As a web development firm, we take great pride in creating websites that not only look amazing, but are practical for our clients. We could start with nothing and build the entire site from scratch, and while it would still look amazing, as soon as we handed it over to the client, they would have no idea what to do with it.

WordPress allows us to hand them a product that they can then go in and update and feel that they are actually getting some added value beyond the initial design and build of their site. While there are cases where we might not use WordPress due to a request by the client (such as an e-commerce site), for the most part, we like to use WordPress because of the ease-of-use and huge community of support.

The Dashboard

The WordPress dashboard acts as a kind of “middle-man” between the code and client. For instance, it allows a non-tech user to login and update content on a page without actually having to go into the code files and write some HTML. While WordPress, by default, makes it very easy to navigate and utilize the dashboard, we as developers can take it step further by using custom themes, plugins, and our ability as coders.

Custom Themes

We are able to build custom themes because of our familiarity with WordPress. These custom themes can be tailored to almost any need or design requested by the client. Whether the client has a product list such as Seattle Cedar where the products all need to be categorized and displayed in a certain order, or this RORR site where there are a lot of custom functions and features built in such as a licensing agreement pop-up, we are able to create themes that are tailor-made for our client’s needs.

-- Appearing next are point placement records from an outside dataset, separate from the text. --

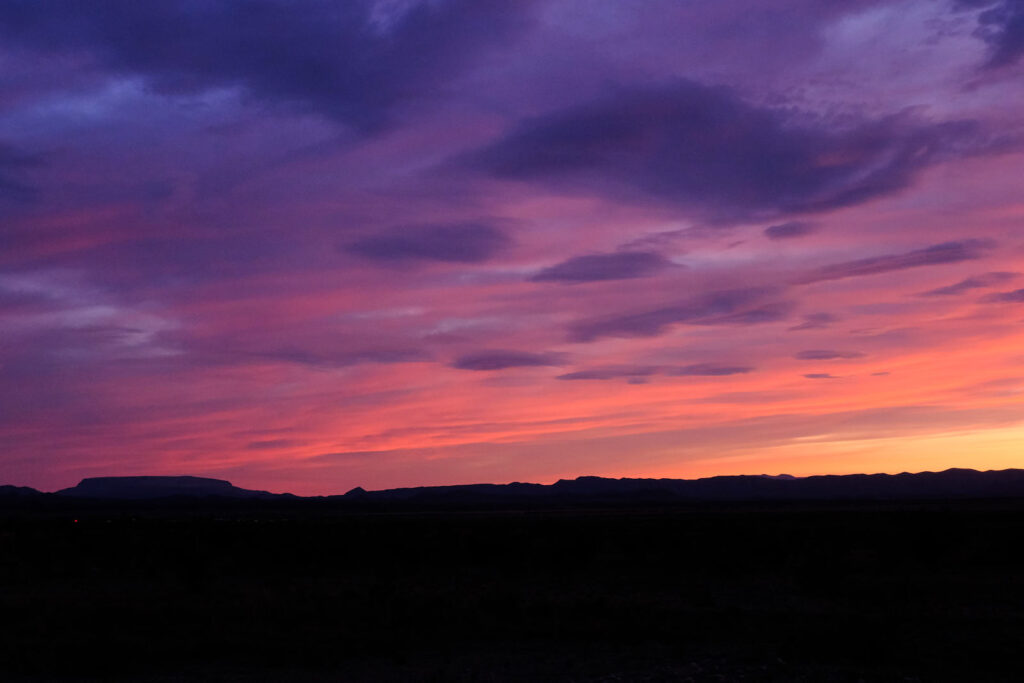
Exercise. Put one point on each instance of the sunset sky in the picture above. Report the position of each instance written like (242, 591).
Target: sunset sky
(312, 245)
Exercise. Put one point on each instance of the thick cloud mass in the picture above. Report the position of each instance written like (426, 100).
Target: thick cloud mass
(622, 265)
(460, 243)
(1000, 24)
(704, 147)
(336, 58)
(308, 245)
(947, 252)
(727, 307)
(12, 165)
(794, 228)
(502, 359)
(974, 283)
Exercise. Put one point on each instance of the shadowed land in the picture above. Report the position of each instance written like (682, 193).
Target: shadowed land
(261, 590)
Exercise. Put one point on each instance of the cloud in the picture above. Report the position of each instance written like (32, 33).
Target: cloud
(826, 354)
(947, 252)
(619, 265)
(12, 164)
(501, 359)
(815, 322)
(726, 307)
(976, 282)
(1001, 26)
(455, 243)
(344, 358)
(702, 147)
(710, 370)
(346, 60)
(634, 372)
(610, 373)
(794, 228)
(1017, 296)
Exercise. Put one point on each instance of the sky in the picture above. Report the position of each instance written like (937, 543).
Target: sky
(312, 245)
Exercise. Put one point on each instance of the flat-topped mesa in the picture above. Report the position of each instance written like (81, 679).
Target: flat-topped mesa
(139, 487)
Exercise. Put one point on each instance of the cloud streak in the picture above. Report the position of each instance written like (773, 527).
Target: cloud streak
(503, 359)
(947, 252)
(457, 243)
(706, 148)
(344, 60)
(598, 267)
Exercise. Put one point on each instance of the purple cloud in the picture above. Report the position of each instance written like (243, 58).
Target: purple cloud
(977, 282)
(826, 354)
(1017, 296)
(349, 61)
(457, 243)
(12, 165)
(1000, 25)
(617, 265)
(815, 322)
(947, 252)
(502, 359)
(710, 370)
(611, 373)
(726, 307)
(704, 147)
(794, 228)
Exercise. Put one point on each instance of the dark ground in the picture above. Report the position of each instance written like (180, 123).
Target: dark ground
(811, 593)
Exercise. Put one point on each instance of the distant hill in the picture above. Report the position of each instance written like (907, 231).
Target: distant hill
(949, 484)
(952, 483)
(150, 487)
(18, 493)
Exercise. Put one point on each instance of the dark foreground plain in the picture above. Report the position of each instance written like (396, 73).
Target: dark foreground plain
(928, 591)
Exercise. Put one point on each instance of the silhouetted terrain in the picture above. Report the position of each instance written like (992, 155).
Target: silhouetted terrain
(270, 589)
(148, 487)
(950, 484)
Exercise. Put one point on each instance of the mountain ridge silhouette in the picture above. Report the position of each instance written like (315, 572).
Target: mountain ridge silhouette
(951, 483)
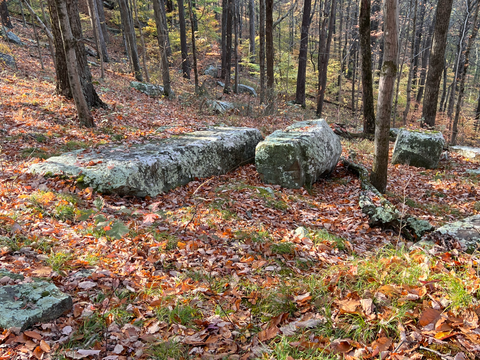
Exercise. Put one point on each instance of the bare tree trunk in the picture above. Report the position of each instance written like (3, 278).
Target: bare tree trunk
(162, 44)
(461, 91)
(183, 40)
(367, 79)
(262, 51)
(302, 56)
(324, 54)
(84, 116)
(131, 38)
(194, 48)
(378, 176)
(444, 9)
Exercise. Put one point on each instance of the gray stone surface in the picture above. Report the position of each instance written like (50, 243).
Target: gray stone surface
(220, 107)
(245, 89)
(155, 167)
(149, 89)
(466, 151)
(299, 155)
(466, 232)
(211, 70)
(26, 304)
(7, 59)
(14, 38)
(419, 149)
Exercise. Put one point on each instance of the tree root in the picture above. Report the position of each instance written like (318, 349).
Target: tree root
(381, 212)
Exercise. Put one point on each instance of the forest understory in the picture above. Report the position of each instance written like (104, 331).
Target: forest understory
(215, 269)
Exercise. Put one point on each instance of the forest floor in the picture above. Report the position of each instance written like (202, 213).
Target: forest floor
(214, 269)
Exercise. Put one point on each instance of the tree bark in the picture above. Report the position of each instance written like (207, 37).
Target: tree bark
(367, 78)
(378, 176)
(429, 112)
(131, 38)
(162, 37)
(84, 116)
(463, 77)
(183, 40)
(302, 56)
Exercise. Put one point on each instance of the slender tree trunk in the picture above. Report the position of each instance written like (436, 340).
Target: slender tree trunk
(302, 56)
(194, 48)
(324, 54)
(461, 91)
(183, 40)
(251, 13)
(444, 8)
(131, 38)
(84, 116)
(262, 51)
(385, 95)
(162, 44)
(367, 79)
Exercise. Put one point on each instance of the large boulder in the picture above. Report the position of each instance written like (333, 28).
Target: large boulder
(26, 304)
(466, 151)
(418, 148)
(148, 89)
(155, 167)
(466, 232)
(299, 155)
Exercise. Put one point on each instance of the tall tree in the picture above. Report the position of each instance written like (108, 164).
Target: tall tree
(442, 19)
(324, 52)
(463, 77)
(302, 55)
(378, 176)
(84, 116)
(129, 31)
(367, 78)
(162, 37)
(183, 40)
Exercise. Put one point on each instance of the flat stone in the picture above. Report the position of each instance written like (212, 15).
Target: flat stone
(26, 304)
(7, 59)
(418, 148)
(148, 89)
(156, 167)
(466, 151)
(299, 155)
(466, 232)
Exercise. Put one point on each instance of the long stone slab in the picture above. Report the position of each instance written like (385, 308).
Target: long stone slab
(298, 155)
(156, 167)
(26, 304)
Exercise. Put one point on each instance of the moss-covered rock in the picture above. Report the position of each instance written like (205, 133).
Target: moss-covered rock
(156, 167)
(26, 304)
(299, 155)
(466, 232)
(417, 148)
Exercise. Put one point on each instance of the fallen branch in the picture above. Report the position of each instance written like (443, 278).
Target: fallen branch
(385, 215)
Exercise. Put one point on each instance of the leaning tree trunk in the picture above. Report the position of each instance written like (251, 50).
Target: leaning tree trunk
(84, 116)
(378, 176)
(131, 38)
(163, 45)
(302, 55)
(463, 77)
(367, 78)
(429, 112)
(183, 40)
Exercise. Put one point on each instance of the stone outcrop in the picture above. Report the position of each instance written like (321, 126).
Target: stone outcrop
(299, 155)
(466, 232)
(156, 167)
(466, 151)
(26, 304)
(148, 89)
(419, 149)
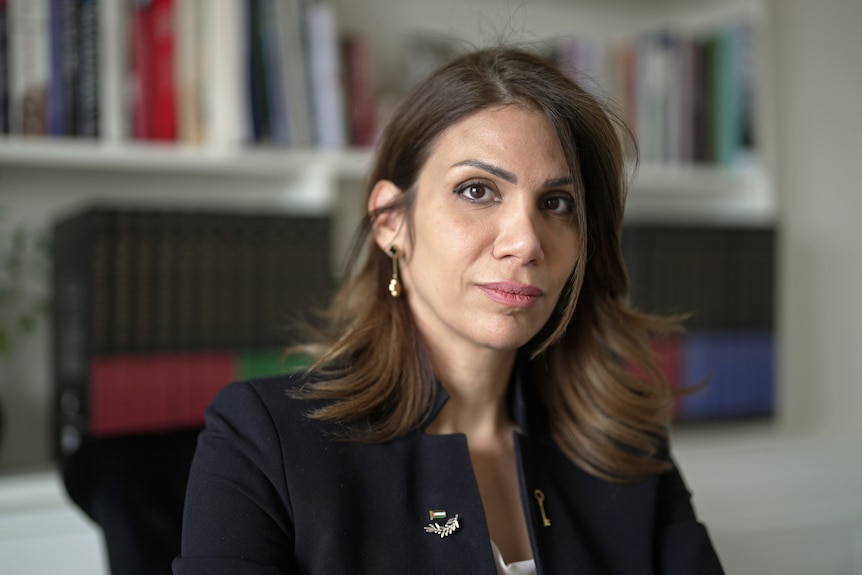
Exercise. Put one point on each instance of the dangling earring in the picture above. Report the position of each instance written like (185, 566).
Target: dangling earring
(394, 283)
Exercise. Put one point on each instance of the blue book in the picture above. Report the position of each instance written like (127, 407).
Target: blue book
(739, 369)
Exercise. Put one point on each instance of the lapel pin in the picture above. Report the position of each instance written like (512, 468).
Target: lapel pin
(540, 499)
(452, 524)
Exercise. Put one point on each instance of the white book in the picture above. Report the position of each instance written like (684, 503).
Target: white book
(290, 22)
(187, 70)
(29, 65)
(325, 63)
(113, 71)
(223, 77)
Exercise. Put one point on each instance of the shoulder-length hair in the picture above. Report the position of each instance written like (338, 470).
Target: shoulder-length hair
(607, 402)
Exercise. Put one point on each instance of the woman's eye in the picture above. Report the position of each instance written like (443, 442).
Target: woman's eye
(475, 192)
(559, 205)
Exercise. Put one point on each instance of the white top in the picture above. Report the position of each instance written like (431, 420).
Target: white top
(526, 567)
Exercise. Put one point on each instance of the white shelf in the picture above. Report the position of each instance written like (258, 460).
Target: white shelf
(59, 153)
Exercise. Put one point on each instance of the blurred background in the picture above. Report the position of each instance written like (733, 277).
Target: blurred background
(181, 178)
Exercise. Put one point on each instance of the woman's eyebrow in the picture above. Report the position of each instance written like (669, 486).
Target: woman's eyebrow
(564, 181)
(491, 169)
(509, 176)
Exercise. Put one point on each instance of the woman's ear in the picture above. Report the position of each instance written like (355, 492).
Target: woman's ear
(387, 226)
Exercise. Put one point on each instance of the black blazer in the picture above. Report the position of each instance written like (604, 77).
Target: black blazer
(270, 492)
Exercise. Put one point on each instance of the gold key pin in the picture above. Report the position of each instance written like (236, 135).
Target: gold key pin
(540, 499)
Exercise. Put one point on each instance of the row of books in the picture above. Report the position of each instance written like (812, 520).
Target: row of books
(724, 277)
(690, 97)
(154, 310)
(731, 374)
(217, 73)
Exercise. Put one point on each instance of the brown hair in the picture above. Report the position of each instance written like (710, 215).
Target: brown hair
(607, 402)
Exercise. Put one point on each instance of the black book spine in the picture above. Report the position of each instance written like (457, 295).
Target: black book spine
(88, 69)
(75, 277)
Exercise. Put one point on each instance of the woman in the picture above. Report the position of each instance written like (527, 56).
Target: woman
(484, 400)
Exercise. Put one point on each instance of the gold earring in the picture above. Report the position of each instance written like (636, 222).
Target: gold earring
(394, 283)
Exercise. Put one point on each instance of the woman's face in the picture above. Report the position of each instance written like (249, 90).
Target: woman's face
(495, 231)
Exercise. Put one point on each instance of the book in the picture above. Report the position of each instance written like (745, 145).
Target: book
(291, 34)
(88, 70)
(154, 308)
(30, 68)
(326, 79)
(164, 112)
(113, 71)
(359, 90)
(223, 63)
(189, 49)
(4, 67)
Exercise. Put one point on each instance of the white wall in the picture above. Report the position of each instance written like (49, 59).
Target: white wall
(817, 94)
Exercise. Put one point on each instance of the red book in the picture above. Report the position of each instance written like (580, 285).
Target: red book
(164, 115)
(159, 392)
(154, 115)
(140, 69)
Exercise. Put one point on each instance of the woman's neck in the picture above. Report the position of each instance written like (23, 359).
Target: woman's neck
(477, 387)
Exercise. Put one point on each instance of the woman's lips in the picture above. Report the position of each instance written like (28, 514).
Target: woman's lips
(512, 294)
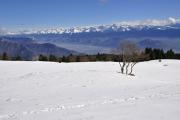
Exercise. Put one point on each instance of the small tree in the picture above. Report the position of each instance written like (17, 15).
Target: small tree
(128, 56)
(5, 56)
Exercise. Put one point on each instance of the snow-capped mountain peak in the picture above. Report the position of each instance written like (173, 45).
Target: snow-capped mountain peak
(119, 26)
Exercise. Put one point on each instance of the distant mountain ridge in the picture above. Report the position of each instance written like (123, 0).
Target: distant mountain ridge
(103, 38)
(29, 49)
(170, 23)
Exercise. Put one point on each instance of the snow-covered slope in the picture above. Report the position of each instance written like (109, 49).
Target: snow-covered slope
(89, 91)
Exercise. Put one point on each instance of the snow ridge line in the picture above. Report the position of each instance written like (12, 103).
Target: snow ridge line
(79, 106)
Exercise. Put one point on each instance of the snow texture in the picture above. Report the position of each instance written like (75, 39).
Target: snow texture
(89, 91)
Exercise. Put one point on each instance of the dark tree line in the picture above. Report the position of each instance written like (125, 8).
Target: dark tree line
(148, 54)
(161, 54)
(5, 56)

This pop-up was built into the theme based on the needs of the client.
This pop-up was built into the theme based on the needs of the client.

The pop-up pictured above serves a specific purpose that was requested by the client. They wanted to make sure that none of the downloadable content on a specific page would be clickable without the user first accepting the licensing agreement. To do this we actually used WordPress’ default page template, but we needed to know if we were on a certain page so we modified the template to detect the page using a built-in WordPress function, is_page(). Depending on the page, if we wanted the pop-up to appear, we used an include statement to add the pop-up to the page. Using a JavaScript function, we were able to generate the pop-up using an on-click function. Essentially what it says is when a user clicks one of the links, they are then prompted by the licensing agreement. If they accept, they are able to download the files. If they decline, they are redirected to the home page. The final key component of our function was to make sure that once they accepted the agreement, they wouldn’t have to go back through and accept the agreement again during that browser session if they were to click on another downloadable file.

This is just one example of how we customize a page template within a custom theme. Rarely do we encounter a client that just wants a plain, cookie-cutter website so we use custom themes because they give us the flexibility to meet all of the client’s needs.